Afghan President Hamid Karzai said Saturday he doubted the credibility of US diplomatic cables leaked this week by the Internet whistleblower WikiLeaks, which portrayed him as corrupt and weak. At a news conference held with visiting Pakistan Prime Minister Yousaf Raza Gilani, Karzai said at least one of the incidents described in the cables could not have happened as described.
Other cables were an attempt by US officials to discredit him and his government, he told reporters. In one of the cables, US diplomats said one of Karzai's deputies had transported 52 million dollars out of the country in suitcases, a claim which Karzai rejected.
"The American government has been talking to us every day about corruption, every day they come and give us examples, every day they come and bring even a (corruption) case of 5,000 dollars," Karzai told reporters. "How come they did not report to the president about 52 million dollars," he asked. "So we don't know what to do with this whole thing. Do we believe them, do we not believe them? And I would go towards not to believing them," he said, referring to the cables.

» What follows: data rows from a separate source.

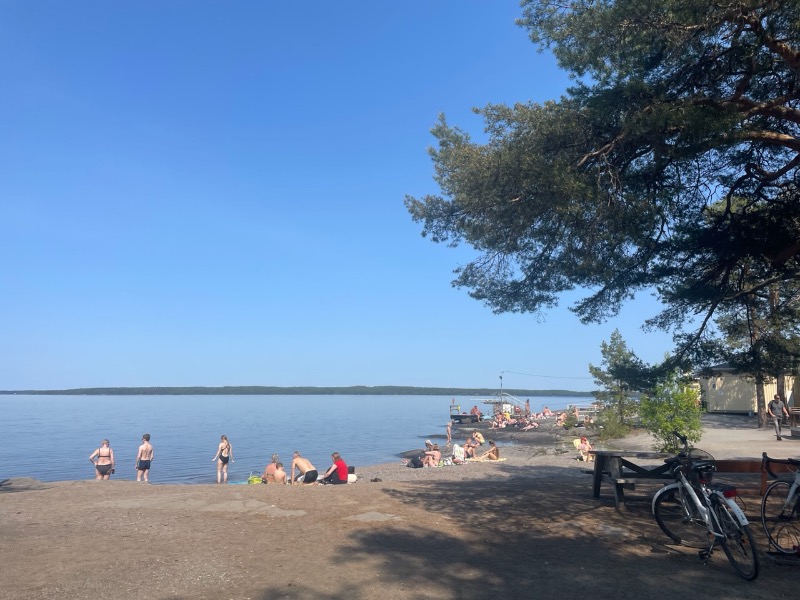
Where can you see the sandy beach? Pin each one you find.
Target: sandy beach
(525, 527)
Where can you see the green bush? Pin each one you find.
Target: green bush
(671, 406)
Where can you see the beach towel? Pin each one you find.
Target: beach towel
(458, 453)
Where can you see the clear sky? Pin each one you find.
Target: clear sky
(211, 193)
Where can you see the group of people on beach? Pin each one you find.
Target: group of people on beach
(105, 463)
(307, 474)
(432, 455)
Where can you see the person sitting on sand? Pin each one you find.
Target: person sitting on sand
(432, 457)
(337, 473)
(498, 422)
(584, 447)
(469, 448)
(269, 471)
(493, 453)
(279, 476)
(306, 472)
(104, 465)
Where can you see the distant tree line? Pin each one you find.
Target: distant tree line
(260, 390)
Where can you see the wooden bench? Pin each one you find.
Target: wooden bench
(626, 480)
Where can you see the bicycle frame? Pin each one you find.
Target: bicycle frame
(709, 518)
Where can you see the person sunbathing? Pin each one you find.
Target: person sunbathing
(493, 453)
(432, 457)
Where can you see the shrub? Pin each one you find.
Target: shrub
(671, 406)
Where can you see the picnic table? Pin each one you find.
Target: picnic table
(617, 468)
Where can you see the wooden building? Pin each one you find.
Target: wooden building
(727, 392)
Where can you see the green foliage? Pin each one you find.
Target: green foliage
(673, 405)
(620, 367)
(671, 164)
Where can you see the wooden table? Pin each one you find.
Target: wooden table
(617, 468)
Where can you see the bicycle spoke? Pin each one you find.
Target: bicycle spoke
(780, 518)
(738, 543)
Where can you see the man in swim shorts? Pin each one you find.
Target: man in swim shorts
(143, 459)
(307, 473)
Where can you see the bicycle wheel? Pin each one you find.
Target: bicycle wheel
(781, 519)
(678, 517)
(738, 543)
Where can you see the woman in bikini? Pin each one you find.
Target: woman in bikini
(223, 455)
(104, 465)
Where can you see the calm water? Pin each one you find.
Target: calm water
(50, 438)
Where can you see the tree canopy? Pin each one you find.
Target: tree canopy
(670, 165)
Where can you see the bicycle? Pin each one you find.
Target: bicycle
(695, 513)
(780, 507)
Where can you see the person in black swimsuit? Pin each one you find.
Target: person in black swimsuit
(224, 454)
(104, 463)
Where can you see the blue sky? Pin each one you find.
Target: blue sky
(211, 193)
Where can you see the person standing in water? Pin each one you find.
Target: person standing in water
(223, 456)
(104, 465)
(143, 459)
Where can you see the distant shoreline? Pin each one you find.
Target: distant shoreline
(388, 390)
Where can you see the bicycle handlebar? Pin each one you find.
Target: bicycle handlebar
(766, 460)
(682, 438)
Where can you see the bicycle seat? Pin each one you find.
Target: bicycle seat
(703, 466)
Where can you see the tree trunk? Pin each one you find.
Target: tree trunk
(761, 404)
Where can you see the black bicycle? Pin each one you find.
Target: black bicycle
(780, 507)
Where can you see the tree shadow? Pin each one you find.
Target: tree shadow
(542, 536)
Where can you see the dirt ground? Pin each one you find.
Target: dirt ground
(507, 531)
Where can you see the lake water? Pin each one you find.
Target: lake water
(50, 438)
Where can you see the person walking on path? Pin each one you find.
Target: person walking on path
(223, 456)
(104, 465)
(777, 410)
(143, 459)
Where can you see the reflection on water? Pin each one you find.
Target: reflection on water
(50, 438)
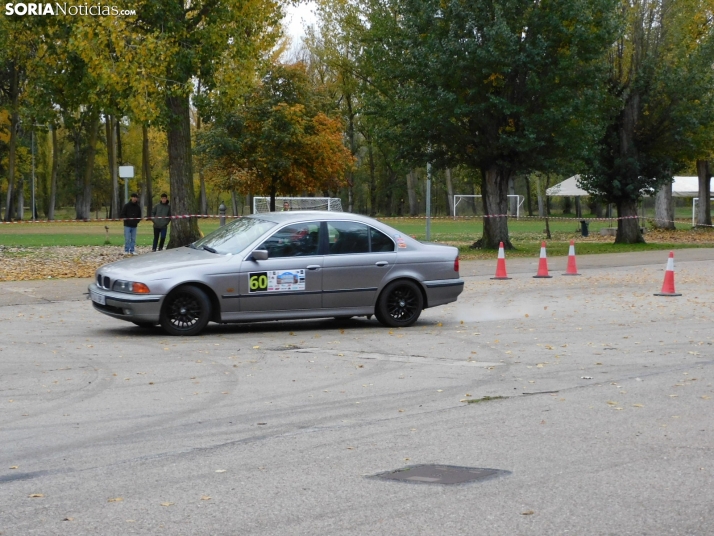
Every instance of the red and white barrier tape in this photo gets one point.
(209, 216)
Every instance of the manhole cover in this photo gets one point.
(441, 474)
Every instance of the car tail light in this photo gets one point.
(140, 288)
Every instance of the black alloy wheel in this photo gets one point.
(186, 311)
(400, 304)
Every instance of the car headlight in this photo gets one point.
(131, 287)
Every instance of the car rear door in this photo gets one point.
(291, 278)
(357, 260)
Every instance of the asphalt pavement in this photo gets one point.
(590, 395)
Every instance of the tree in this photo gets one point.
(501, 86)
(163, 53)
(18, 47)
(278, 142)
(660, 82)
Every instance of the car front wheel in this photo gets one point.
(399, 304)
(186, 311)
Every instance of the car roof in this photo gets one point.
(302, 215)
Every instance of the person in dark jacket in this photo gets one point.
(161, 214)
(131, 214)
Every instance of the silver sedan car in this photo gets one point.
(280, 266)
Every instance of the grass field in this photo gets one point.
(526, 235)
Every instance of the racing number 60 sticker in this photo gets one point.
(258, 281)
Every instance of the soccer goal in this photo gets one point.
(262, 204)
(471, 205)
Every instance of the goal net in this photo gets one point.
(471, 205)
(695, 202)
(262, 204)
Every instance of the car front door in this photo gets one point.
(291, 278)
(357, 260)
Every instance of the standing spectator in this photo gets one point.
(161, 214)
(131, 213)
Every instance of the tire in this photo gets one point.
(400, 304)
(186, 311)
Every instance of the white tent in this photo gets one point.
(681, 187)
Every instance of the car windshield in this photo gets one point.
(234, 237)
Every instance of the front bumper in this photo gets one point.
(129, 307)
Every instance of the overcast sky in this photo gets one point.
(297, 17)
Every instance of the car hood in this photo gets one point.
(162, 262)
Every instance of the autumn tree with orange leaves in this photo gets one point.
(280, 141)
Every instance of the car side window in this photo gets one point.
(297, 240)
(380, 241)
(347, 237)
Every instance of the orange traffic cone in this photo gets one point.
(501, 264)
(572, 269)
(542, 264)
(668, 285)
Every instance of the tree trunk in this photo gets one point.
(539, 195)
(12, 156)
(450, 191)
(146, 169)
(12, 167)
(273, 193)
(183, 199)
(53, 176)
(85, 198)
(20, 204)
(372, 183)
(664, 208)
(628, 224)
(512, 201)
(494, 191)
(411, 192)
(111, 160)
(704, 209)
(202, 197)
(234, 203)
(78, 183)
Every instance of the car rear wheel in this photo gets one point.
(399, 304)
(186, 311)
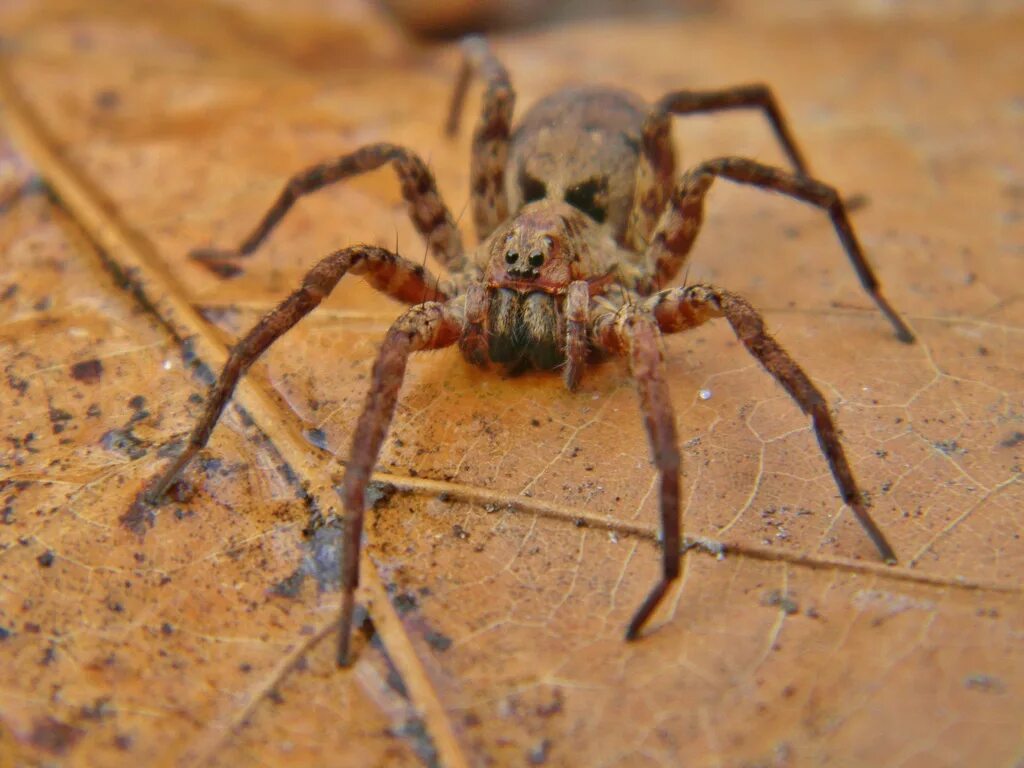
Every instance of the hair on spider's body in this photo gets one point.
(583, 225)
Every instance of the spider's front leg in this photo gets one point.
(491, 139)
(429, 326)
(430, 216)
(683, 308)
(656, 172)
(632, 332)
(386, 271)
(681, 222)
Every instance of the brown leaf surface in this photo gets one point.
(502, 576)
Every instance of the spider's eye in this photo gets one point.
(532, 188)
(584, 197)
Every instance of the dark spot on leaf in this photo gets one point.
(404, 602)
(539, 754)
(317, 437)
(140, 514)
(1013, 440)
(87, 372)
(53, 735)
(123, 441)
(984, 683)
(378, 494)
(107, 98)
(776, 598)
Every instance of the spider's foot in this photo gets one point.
(643, 613)
(221, 262)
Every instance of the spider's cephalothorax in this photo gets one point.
(531, 260)
(583, 225)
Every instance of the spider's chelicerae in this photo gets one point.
(581, 220)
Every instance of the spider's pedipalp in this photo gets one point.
(681, 222)
(430, 216)
(429, 326)
(682, 308)
(385, 270)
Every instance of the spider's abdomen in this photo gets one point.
(525, 330)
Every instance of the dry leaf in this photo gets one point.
(523, 530)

In another cable, US envoy Karl Eikenberry portrayed Karzai as "paranoid and weak," "unfamiliar with the basics of nation building" and "overly self-conscious" that his time of glowing reviews from the West had passed. Karzai said Eikenberry's statement was part of a "Western media" campaign against his administration. "Negative things about me - that's not new... the Western media sometimes call me the mayor of Kabul," he said. But Karzai defended his Finance Minister Hazrat Omar Zakhailwal, who according to another US cable had described Karzai as "a weak leader."

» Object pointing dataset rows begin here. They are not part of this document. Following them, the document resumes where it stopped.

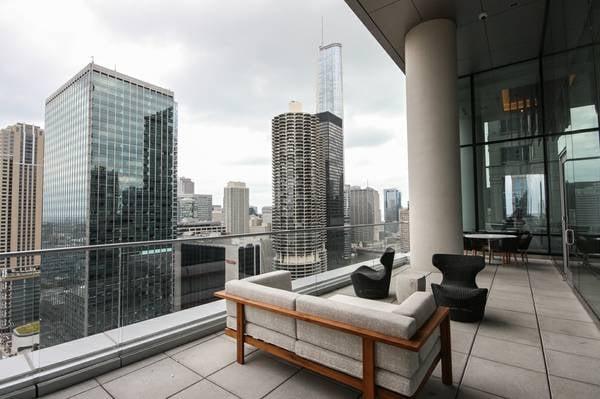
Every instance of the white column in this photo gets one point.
(433, 143)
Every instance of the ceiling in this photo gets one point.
(512, 31)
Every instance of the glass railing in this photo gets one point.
(99, 291)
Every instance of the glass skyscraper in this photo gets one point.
(330, 93)
(110, 176)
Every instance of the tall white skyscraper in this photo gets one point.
(236, 201)
(299, 200)
(330, 92)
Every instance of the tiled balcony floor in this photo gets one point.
(536, 341)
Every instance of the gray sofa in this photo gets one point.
(396, 369)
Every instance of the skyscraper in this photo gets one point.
(364, 209)
(330, 93)
(21, 175)
(391, 207)
(110, 175)
(236, 201)
(332, 139)
(299, 200)
(185, 186)
(194, 207)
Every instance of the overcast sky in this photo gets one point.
(233, 65)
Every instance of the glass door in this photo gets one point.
(580, 198)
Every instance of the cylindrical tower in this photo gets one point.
(298, 193)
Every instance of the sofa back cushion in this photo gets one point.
(420, 306)
(344, 343)
(272, 296)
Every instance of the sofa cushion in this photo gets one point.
(273, 296)
(420, 306)
(265, 334)
(385, 378)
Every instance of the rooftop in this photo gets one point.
(536, 341)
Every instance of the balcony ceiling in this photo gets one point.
(512, 31)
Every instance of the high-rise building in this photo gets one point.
(330, 93)
(185, 186)
(21, 176)
(110, 175)
(364, 209)
(194, 207)
(391, 207)
(332, 138)
(403, 216)
(299, 200)
(236, 201)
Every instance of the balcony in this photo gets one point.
(536, 341)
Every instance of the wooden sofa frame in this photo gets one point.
(366, 384)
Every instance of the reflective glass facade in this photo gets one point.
(330, 93)
(530, 147)
(110, 176)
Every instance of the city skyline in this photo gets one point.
(226, 135)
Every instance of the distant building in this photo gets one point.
(185, 186)
(391, 206)
(299, 200)
(235, 208)
(110, 175)
(194, 207)
(330, 92)
(364, 209)
(332, 138)
(21, 177)
(403, 215)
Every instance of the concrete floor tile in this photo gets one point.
(209, 356)
(309, 385)
(204, 389)
(94, 393)
(157, 380)
(572, 344)
(73, 390)
(509, 332)
(504, 380)
(434, 388)
(569, 327)
(519, 355)
(563, 388)
(470, 393)
(459, 361)
(111, 375)
(579, 368)
(256, 378)
(495, 316)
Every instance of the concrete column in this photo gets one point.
(433, 142)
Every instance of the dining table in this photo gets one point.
(490, 237)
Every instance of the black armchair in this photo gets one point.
(458, 289)
(374, 284)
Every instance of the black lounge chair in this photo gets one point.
(458, 289)
(374, 284)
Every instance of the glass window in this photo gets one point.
(465, 124)
(507, 103)
(468, 188)
(511, 186)
(570, 91)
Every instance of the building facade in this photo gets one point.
(21, 178)
(236, 201)
(194, 207)
(330, 92)
(364, 209)
(299, 198)
(110, 176)
(391, 206)
(185, 186)
(332, 138)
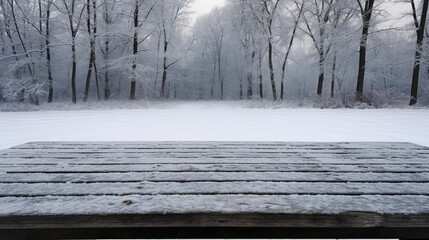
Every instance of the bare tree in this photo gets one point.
(296, 20)
(366, 10)
(91, 7)
(74, 10)
(419, 47)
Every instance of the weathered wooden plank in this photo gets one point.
(365, 177)
(64, 168)
(123, 160)
(211, 188)
(176, 204)
(215, 149)
(112, 144)
(262, 220)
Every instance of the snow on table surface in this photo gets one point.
(72, 178)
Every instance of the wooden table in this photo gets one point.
(214, 190)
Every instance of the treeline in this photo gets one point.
(267, 49)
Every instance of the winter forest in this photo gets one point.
(342, 51)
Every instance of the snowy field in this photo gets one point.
(216, 122)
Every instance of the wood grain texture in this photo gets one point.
(359, 187)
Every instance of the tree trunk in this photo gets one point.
(271, 64)
(135, 52)
(366, 17)
(418, 56)
(164, 69)
(92, 41)
(334, 69)
(261, 89)
(48, 54)
(250, 76)
(106, 52)
(321, 69)
(73, 78)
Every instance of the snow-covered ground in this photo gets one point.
(216, 122)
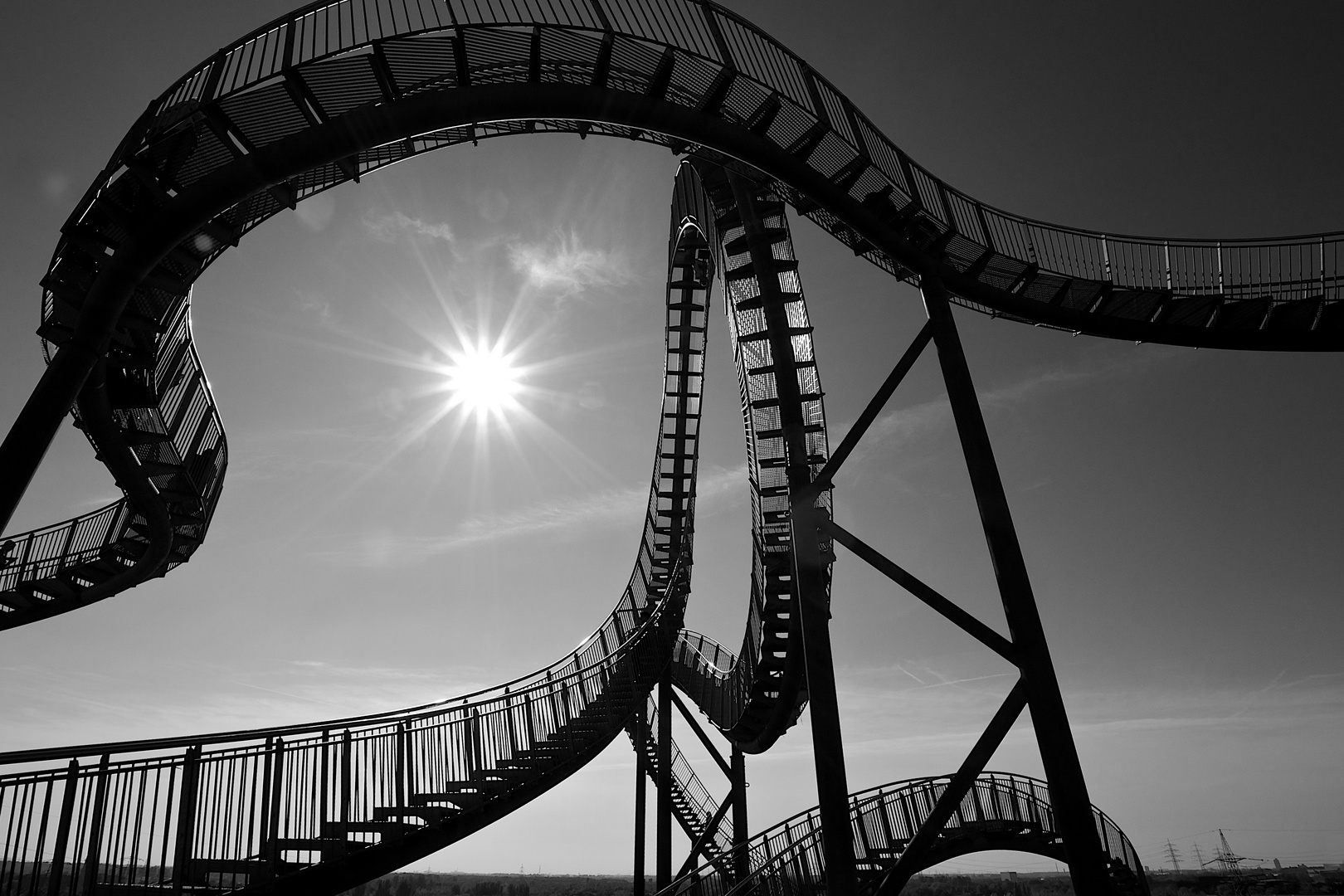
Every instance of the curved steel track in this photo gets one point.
(336, 90)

"I assure you that he has not said such thing to the Americans," Karzai said, pointing to Zakhailwal, who was present at Saturday's briefing. Karzai accused US officials of attempts to "defame" the minister "because a while ago he had defamed them on the issue of the Kabul Bank," referring to a recent scandal involving Afghanistan's biggest private bank. Gilani, on the first day a two-day visit to Kabul, also downplayed the leaked US cables, saying they were merely the "views of junior officers." He asked reporters "not to trust WikiLeaks... These are just some of the views of junior officers of some observations," Gilani told reporters. "We should not take them seriously."

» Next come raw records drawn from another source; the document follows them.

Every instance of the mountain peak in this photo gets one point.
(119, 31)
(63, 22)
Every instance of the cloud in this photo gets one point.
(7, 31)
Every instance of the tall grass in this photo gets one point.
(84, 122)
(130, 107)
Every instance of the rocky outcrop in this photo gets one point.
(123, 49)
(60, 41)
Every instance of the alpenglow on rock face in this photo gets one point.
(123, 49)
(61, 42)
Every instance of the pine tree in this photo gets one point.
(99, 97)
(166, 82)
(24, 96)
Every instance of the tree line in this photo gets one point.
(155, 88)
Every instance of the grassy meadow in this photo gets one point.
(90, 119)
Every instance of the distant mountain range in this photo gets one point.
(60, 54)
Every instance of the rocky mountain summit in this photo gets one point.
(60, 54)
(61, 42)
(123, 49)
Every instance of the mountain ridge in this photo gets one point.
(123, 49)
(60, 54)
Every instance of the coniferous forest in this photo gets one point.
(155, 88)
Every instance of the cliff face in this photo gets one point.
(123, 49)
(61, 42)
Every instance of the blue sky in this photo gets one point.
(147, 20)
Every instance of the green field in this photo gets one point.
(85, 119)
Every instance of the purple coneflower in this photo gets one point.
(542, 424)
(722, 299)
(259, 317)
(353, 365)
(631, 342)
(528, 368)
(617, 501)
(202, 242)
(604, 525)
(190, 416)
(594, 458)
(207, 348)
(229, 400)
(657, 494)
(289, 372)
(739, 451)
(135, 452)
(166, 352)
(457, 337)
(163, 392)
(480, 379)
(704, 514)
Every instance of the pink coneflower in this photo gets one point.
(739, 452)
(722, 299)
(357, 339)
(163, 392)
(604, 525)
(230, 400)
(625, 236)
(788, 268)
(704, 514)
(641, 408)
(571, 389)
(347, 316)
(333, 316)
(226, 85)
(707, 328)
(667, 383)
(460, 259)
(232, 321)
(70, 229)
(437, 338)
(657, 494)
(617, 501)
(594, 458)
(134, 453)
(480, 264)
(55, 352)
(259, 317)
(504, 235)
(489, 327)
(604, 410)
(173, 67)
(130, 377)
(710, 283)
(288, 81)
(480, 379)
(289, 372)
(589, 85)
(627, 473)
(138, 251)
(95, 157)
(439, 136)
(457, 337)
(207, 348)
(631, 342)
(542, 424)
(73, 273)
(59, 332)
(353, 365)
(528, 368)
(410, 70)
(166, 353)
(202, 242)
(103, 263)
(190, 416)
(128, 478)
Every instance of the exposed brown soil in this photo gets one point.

The briefing followed a surprise visit to Afghanistan by President Barack Obama, who spent four hours at Bagram Air Field, the US-run military base 50 kilometres north of Kabul, before returning to Washington Saturday. Obama cancelled a face-to-face meeting with Karzai, officials said, citing bad weather, and the US president instead held a 15-minute phone call with the Afghan leader during which the leaked US cables were not mentioned.